Interestingly, he has started cracking the whip internally, with officers caught on the wrong side of the law shown the door as they have no room to spoil the reputation of the institution.

Upon assuming responsibilities at the DCEC, Mathambo strengthened relations with other security agencies such as the Botswana Police, BDF, Directorate on Intelligence and Security (DIS) .

“What I have done is that I am pulling the DCEC towards like-minded law enforcement institutions. I go to the police every now and then just like I do to others as I cannot keep this  organisation in isolation.”

He wants to place the DCEC at a level at which it will be easily accessible and will not want to see any form of disconnect between it and other institutions.

Mathambo assures the nation that anyone who has broken the law would have to have his or her day in court. At the moment, his office has resuscitated cases that were previously closed due to insufficient evidence to prosecute.  Examples are, the BCL Mine and Pula Steel . Without elaborating, he  says he  has already removed dust from some prominent cases which have been moving slowly  a the DCEC.

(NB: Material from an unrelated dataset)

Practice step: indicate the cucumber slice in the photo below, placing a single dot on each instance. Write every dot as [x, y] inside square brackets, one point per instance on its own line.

“That’s why I was recently outside the country, we are doing our best to ensure that all the wrongdoers are brought to book to show all and sundry that corruption does not pay,” added the DCEC boss.

Asked if he was not at the DCEC to serve someone’s interest, Mathambo was quick to maintain that he was at the DCEC to serve public interest and not individual interest.

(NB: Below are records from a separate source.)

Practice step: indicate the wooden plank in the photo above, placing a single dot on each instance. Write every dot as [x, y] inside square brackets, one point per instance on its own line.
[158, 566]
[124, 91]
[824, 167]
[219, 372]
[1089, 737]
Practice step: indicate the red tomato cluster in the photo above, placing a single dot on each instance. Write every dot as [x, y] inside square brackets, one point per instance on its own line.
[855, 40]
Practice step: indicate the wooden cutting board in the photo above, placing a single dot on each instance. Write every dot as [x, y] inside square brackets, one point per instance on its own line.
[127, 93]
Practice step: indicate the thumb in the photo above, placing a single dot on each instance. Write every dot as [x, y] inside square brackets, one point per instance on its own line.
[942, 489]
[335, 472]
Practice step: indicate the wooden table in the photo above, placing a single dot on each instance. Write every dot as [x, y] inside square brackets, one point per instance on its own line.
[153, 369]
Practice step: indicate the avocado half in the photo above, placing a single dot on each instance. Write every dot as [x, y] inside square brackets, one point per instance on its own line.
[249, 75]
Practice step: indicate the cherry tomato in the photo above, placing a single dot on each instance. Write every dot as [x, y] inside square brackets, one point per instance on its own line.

“It’s the public that reports here and we investigate such for the people and not for any individual per se.”

Quizzed about a matter that involved his former wife, Masego who was axed from her job as general manager, Customer Care at the Botswana Telecommunications Corporation in 2015, Mathambo indicated it was not part of the cases he was handed recently.

“I heard that the case was closed sometime back and I never handled such a matter. But, I can tell you one time when I was on vacation from the War College in China, I was summoned to the DCEC about the matter unfortunately, I had no idea,” he said indicating that it was also around the period the wife filed for divorce from their marriage.

Narrating his career journey, Mathambo disclosed that when he joined the BDF, he started off as a  pilot. But he had to stop flying army planes because he wanted a tangible profession. He then studied electronic engineering with communications systems specialising in telecommunications micro systems radar in the United Kingdom. The programme dealt with ranging equipment such as speed traps and others. He then proceeded to read for an M.Eng (Masters Degree in Engineering) still in the UK, as well as Master of Arts in International Affairs and Masters of Science in Strategic Studies and other related courses.